Two further Supreme Court permission decisions have come to our attention.  In the first, the Supreme Court refused permission to appeal against a decision of the Administrative Court in the case of Atkinson and Billington v Supreme Court of Cyprus [2009] EWHC 1579 (Admin).  Mr Atkinson and Mr Binnington were sentenced in their absence by the Supreme Court of Cyprus in 2008 to three years’ imprisonment for manslaughter. The two men were in a car driven by their uncle, Julian Harrington, in Protaras, Cyprus, in 2006 when it hit a moped.  They were originally acquitted but the Supreme Court of Cyprus overturned the acquittal.

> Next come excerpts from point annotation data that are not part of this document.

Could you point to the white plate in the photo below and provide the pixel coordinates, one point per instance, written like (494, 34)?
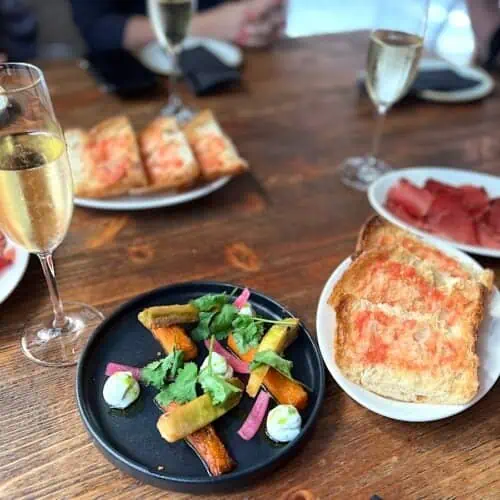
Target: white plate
(481, 90)
(148, 201)
(155, 58)
(488, 350)
(11, 275)
(377, 194)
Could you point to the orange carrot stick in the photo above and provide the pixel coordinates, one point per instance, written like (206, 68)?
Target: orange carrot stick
(175, 336)
(284, 390)
(208, 446)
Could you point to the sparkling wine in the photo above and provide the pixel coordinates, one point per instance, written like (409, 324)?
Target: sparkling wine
(171, 20)
(392, 65)
(35, 190)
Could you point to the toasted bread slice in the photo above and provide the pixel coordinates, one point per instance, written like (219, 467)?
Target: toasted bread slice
(75, 142)
(394, 276)
(110, 160)
(167, 156)
(378, 233)
(214, 150)
(405, 355)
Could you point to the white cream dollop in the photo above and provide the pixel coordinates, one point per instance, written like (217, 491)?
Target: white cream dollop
(283, 423)
(121, 390)
(219, 366)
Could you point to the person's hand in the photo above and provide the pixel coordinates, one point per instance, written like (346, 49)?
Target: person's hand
(250, 23)
(265, 23)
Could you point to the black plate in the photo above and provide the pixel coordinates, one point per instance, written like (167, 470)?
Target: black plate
(131, 441)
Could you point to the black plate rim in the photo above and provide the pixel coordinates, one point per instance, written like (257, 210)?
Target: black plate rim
(152, 477)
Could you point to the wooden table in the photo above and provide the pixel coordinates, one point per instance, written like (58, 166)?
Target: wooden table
(296, 118)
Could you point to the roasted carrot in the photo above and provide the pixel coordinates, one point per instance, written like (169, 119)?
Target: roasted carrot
(175, 336)
(284, 390)
(209, 448)
(245, 356)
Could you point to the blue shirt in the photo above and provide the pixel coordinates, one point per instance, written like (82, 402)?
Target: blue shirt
(102, 22)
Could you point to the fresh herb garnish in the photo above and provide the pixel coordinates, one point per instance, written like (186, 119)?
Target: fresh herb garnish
(274, 360)
(246, 332)
(210, 302)
(183, 389)
(219, 389)
(158, 372)
(202, 330)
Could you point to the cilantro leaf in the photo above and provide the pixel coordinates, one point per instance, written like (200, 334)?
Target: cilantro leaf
(157, 372)
(210, 302)
(202, 330)
(274, 360)
(219, 389)
(183, 389)
(221, 324)
(246, 332)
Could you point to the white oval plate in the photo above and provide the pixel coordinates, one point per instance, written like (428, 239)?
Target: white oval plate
(377, 194)
(147, 201)
(481, 90)
(155, 58)
(488, 349)
(11, 276)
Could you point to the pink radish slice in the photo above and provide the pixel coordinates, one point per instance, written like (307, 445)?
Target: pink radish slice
(236, 364)
(254, 420)
(113, 368)
(242, 299)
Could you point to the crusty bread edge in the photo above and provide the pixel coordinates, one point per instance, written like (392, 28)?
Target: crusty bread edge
(238, 167)
(375, 222)
(343, 309)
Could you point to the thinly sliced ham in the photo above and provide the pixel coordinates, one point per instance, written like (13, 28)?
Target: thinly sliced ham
(475, 200)
(416, 201)
(494, 215)
(487, 237)
(456, 225)
(442, 205)
(460, 213)
(437, 188)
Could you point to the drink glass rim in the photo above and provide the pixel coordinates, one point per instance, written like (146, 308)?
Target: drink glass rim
(39, 77)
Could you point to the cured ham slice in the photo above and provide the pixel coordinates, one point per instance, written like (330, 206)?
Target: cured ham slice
(461, 213)
(487, 237)
(474, 199)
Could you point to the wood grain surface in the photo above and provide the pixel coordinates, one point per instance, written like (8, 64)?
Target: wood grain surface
(282, 229)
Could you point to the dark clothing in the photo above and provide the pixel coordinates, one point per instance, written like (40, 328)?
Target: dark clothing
(18, 30)
(102, 22)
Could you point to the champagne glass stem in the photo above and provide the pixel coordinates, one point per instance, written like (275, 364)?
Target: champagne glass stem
(173, 79)
(377, 136)
(50, 276)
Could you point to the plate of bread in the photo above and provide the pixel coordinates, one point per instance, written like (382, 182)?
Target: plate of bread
(410, 329)
(164, 165)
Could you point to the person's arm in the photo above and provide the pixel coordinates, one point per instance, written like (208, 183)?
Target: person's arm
(485, 20)
(104, 28)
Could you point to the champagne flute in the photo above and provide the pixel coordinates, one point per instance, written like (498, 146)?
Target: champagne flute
(170, 20)
(393, 56)
(36, 205)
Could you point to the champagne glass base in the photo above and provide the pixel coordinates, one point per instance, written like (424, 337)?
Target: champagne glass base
(359, 172)
(49, 346)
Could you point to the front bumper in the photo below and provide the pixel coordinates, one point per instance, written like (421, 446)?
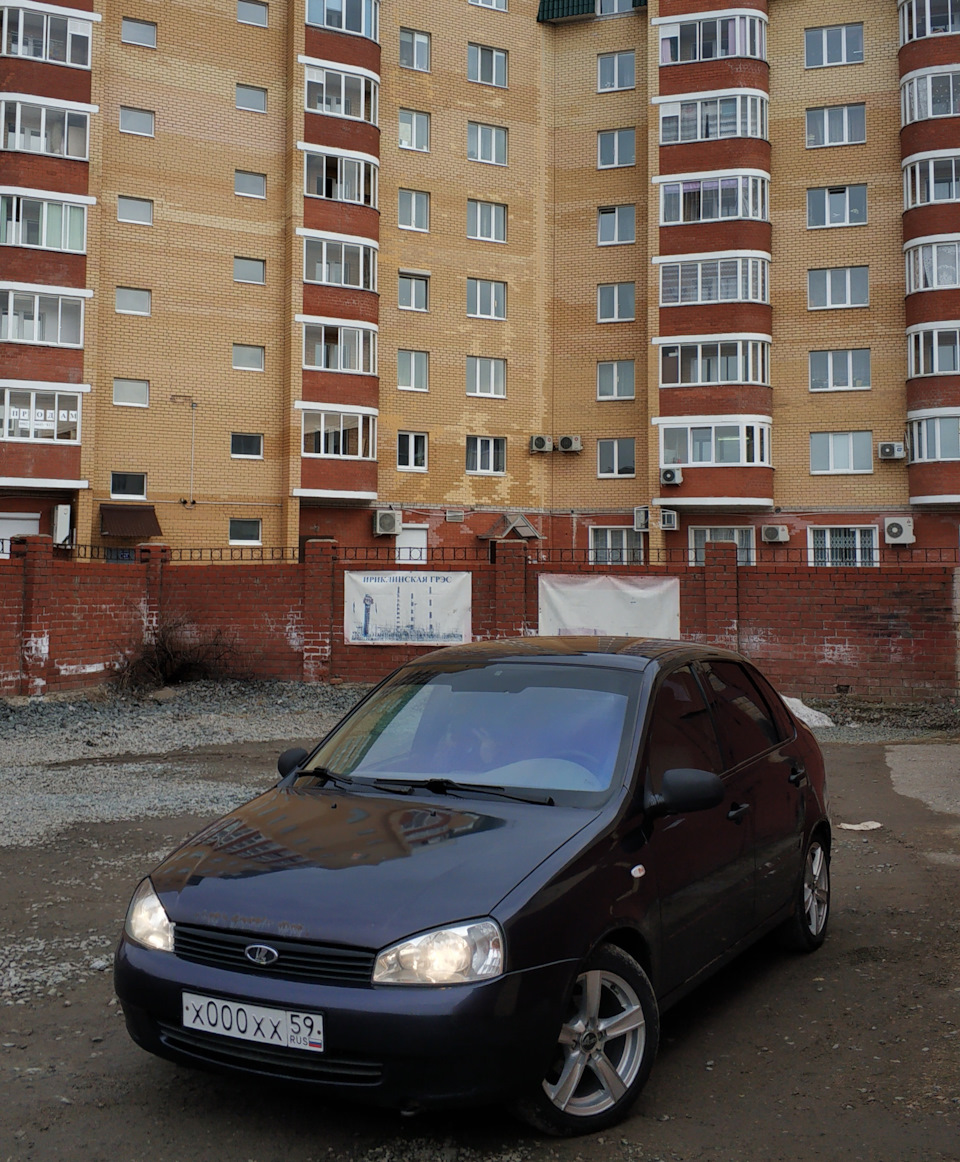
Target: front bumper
(402, 1046)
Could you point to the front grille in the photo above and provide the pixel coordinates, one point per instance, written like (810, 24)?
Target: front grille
(298, 960)
(274, 1061)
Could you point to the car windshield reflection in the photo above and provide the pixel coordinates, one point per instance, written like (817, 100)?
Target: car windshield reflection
(511, 724)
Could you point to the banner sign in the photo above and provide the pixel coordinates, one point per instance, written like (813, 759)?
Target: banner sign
(407, 608)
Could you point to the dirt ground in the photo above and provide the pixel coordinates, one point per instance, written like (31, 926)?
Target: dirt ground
(851, 1053)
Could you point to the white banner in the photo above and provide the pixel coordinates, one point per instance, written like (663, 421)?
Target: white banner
(601, 605)
(386, 609)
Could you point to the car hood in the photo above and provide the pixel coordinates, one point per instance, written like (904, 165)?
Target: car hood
(358, 869)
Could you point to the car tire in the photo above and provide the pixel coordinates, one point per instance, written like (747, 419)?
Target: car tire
(595, 1077)
(807, 929)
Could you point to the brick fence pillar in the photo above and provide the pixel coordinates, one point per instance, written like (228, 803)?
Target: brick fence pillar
(509, 618)
(319, 566)
(38, 604)
(721, 594)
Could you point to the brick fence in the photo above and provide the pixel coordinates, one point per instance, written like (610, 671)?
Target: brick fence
(887, 633)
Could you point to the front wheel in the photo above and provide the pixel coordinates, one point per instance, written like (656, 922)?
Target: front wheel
(604, 1051)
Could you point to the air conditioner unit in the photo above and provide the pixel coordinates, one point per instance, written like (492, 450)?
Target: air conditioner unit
(898, 530)
(387, 523)
(62, 530)
(892, 451)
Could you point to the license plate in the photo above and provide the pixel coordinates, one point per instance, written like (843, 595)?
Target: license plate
(283, 1027)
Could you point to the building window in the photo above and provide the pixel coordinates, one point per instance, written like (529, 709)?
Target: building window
(248, 358)
(52, 37)
(412, 451)
(414, 210)
(342, 94)
(37, 222)
(49, 320)
(706, 40)
(335, 348)
(933, 351)
(842, 44)
(414, 50)
(928, 18)
(249, 185)
(358, 16)
(709, 199)
(486, 377)
(840, 371)
(836, 206)
(341, 435)
(616, 545)
(413, 371)
(130, 485)
(138, 122)
(616, 457)
(44, 129)
(486, 456)
(840, 453)
(133, 301)
(717, 443)
(414, 292)
(342, 179)
(486, 143)
(246, 445)
(40, 415)
(724, 361)
(838, 286)
(251, 98)
(614, 71)
(708, 119)
(339, 264)
(616, 302)
(843, 547)
(615, 379)
(935, 438)
(244, 531)
(744, 538)
(486, 221)
(486, 299)
(415, 130)
(616, 148)
(131, 393)
(487, 65)
(616, 224)
(135, 209)
(251, 12)
(836, 124)
(721, 280)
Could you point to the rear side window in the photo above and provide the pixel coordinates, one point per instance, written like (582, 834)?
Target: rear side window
(681, 733)
(744, 719)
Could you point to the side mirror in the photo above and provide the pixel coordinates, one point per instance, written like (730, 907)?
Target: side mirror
(686, 789)
(289, 760)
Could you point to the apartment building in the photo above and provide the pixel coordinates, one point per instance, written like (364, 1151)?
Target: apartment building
(611, 278)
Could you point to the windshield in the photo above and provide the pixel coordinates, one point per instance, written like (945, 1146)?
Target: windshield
(509, 724)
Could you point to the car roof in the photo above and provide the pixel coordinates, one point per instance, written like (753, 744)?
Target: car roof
(623, 652)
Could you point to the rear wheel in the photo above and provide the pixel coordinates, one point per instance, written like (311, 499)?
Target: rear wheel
(604, 1052)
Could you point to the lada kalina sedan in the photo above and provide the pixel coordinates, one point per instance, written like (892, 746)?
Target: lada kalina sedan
(488, 881)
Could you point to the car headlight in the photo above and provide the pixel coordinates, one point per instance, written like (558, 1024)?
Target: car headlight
(467, 952)
(147, 922)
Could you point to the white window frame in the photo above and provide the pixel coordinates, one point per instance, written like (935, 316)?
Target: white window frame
(825, 556)
(840, 366)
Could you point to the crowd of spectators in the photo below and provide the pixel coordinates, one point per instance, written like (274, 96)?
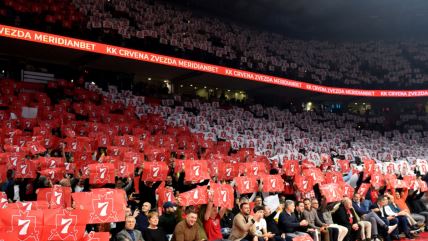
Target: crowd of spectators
(386, 172)
(170, 29)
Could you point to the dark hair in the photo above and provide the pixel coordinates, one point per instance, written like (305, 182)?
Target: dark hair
(190, 209)
(380, 198)
(152, 214)
(258, 208)
(242, 204)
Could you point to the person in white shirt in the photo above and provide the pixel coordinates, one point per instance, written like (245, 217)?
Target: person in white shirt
(259, 228)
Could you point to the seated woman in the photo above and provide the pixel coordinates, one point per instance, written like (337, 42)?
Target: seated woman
(153, 232)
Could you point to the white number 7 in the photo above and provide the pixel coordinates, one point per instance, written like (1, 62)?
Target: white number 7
(196, 170)
(247, 184)
(273, 183)
(224, 194)
(24, 224)
(103, 206)
(66, 222)
(23, 169)
(103, 171)
(155, 171)
(58, 196)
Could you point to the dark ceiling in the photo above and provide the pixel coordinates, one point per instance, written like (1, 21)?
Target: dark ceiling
(263, 93)
(325, 19)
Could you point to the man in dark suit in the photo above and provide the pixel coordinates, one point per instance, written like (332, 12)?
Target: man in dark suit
(129, 233)
(379, 209)
(288, 223)
(347, 217)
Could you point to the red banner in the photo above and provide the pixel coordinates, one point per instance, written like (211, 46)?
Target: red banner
(222, 195)
(369, 166)
(103, 205)
(347, 189)
(29, 205)
(196, 196)
(196, 170)
(99, 236)
(255, 169)
(83, 45)
(343, 166)
(377, 180)
(51, 162)
(273, 183)
(304, 184)
(26, 169)
(315, 174)
(102, 173)
(364, 188)
(63, 224)
(227, 171)
(22, 225)
(61, 197)
(155, 171)
(125, 169)
(246, 184)
(165, 194)
(291, 167)
(54, 174)
(3, 200)
(332, 192)
(333, 177)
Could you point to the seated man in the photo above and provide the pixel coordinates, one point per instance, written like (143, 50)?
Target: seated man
(379, 209)
(259, 229)
(288, 223)
(394, 208)
(272, 225)
(400, 201)
(370, 216)
(311, 216)
(242, 222)
(187, 229)
(129, 233)
(325, 214)
(347, 217)
(404, 218)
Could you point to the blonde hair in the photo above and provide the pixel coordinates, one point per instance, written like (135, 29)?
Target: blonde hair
(152, 214)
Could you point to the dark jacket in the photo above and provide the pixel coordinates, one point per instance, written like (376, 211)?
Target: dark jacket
(359, 209)
(288, 223)
(341, 217)
(271, 224)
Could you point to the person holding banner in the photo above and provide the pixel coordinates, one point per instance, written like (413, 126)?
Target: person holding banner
(311, 216)
(259, 229)
(346, 216)
(212, 219)
(168, 219)
(242, 224)
(379, 209)
(400, 199)
(370, 216)
(153, 232)
(187, 229)
(325, 215)
(129, 233)
(288, 223)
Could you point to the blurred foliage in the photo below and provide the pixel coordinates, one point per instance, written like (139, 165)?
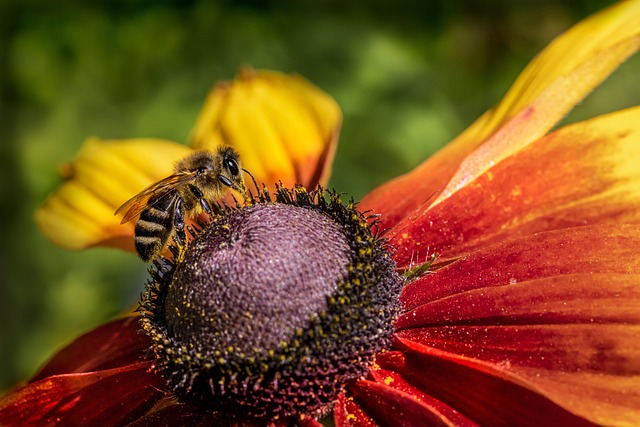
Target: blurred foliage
(408, 75)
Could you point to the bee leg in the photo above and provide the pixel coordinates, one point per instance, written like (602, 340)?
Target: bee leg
(178, 222)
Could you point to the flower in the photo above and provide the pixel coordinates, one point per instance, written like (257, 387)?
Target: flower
(529, 314)
(299, 146)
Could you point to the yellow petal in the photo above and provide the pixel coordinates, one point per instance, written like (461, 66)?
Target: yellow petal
(553, 83)
(103, 176)
(284, 128)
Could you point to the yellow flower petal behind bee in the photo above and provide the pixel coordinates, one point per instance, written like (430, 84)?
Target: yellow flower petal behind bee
(283, 127)
(103, 176)
(554, 83)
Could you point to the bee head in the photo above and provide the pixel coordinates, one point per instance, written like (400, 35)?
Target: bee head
(230, 172)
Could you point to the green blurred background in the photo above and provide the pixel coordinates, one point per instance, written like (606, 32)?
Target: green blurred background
(408, 75)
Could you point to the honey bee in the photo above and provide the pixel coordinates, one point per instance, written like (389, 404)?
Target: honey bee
(198, 179)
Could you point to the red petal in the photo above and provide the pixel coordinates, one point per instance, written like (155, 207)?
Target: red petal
(480, 393)
(105, 398)
(390, 406)
(445, 413)
(174, 414)
(582, 174)
(115, 344)
(589, 250)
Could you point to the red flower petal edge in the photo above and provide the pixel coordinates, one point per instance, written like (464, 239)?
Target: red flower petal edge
(106, 398)
(112, 345)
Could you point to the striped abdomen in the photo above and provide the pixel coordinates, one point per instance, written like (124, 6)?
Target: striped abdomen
(155, 226)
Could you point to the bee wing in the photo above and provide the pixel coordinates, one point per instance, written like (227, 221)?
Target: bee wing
(135, 205)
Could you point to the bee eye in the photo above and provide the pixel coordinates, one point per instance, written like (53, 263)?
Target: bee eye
(232, 166)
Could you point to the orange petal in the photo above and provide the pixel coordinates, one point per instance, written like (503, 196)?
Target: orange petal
(284, 128)
(106, 398)
(557, 313)
(103, 176)
(559, 78)
(586, 173)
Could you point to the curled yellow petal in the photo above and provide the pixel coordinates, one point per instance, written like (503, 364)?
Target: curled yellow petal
(576, 62)
(105, 174)
(284, 128)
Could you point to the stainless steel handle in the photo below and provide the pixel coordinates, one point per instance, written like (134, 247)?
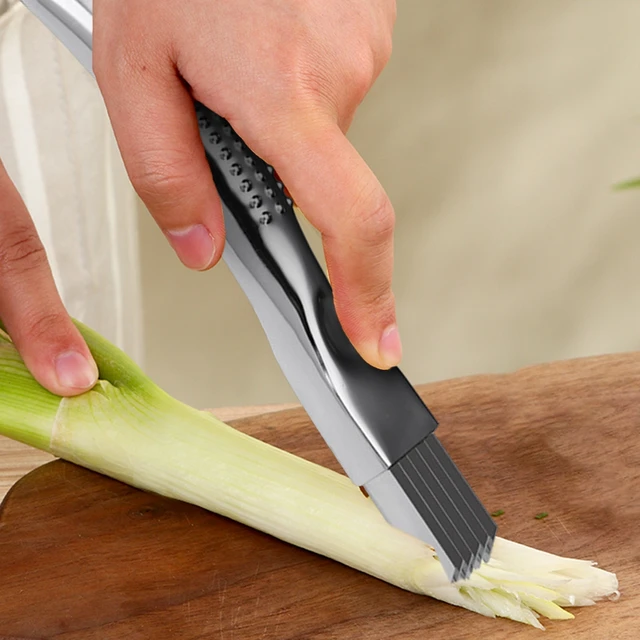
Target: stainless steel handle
(368, 417)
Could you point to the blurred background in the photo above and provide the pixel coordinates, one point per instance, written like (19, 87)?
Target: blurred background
(498, 129)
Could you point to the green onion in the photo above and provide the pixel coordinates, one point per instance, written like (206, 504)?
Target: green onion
(129, 429)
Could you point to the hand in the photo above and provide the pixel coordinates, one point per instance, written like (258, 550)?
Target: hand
(30, 307)
(288, 75)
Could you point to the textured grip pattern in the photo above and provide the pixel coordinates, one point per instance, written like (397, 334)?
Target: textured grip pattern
(240, 173)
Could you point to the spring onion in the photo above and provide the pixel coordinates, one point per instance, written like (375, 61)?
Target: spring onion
(129, 429)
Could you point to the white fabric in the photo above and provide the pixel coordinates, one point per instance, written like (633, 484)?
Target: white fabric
(57, 145)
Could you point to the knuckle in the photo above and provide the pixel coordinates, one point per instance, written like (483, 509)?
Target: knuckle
(44, 325)
(378, 299)
(373, 218)
(362, 73)
(386, 48)
(159, 175)
(21, 251)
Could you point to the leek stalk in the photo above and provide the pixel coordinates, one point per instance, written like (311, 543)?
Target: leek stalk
(129, 429)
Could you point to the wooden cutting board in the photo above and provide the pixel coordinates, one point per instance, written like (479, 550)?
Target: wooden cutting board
(83, 557)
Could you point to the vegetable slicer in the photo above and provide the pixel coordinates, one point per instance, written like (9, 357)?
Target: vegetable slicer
(375, 423)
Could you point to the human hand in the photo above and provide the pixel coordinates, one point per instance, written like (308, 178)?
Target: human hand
(288, 76)
(30, 306)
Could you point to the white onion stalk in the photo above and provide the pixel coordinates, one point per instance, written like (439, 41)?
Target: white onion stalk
(129, 429)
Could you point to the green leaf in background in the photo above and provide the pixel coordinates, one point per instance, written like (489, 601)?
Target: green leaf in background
(628, 184)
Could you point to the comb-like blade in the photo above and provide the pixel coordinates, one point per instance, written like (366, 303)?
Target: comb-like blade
(425, 495)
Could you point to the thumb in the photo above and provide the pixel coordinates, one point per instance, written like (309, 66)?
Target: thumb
(342, 198)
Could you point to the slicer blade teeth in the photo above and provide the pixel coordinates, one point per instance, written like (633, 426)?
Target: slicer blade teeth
(488, 548)
(425, 495)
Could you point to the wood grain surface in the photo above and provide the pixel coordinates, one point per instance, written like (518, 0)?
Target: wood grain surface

The background to the case is summarised by Fair Trials International here.

The Administrative Court dismissed two men’s appeal against the order of the District Judge that they be surrendered to Cyprus to serve the sentences.  On 10 November 2009 the Supreme Court refused them permission to appeal.  The case is reported by the BBC here.  There are also reports of the case in the Braintree and Witham Times, the East Anglian Daily Times and the Famagusta Gazette.

The second permission decision was in the planning case of Langley Park School for Girls v London Borough of Bromley [2009] EWCA Civ 734.  The case concerned a dispute between two schools in Bromley which share the same site.   Langley Park School for Girls had challanged a planning application by Langley Park School for Boys.   The girls school claimed the plans would have had a detrimental impact on their facilities and surrounding fields.  The application for judicial review was dismissed but Langley Girls School succeeded in the Court of Appeal which decided that the planning decision was seriously flawed.  On 5 November 2009 the Supreme Court dismissed an application by the defendant, Bromley Council, for permission to appeal.  This decision is reported on the School’s website and in the local press here.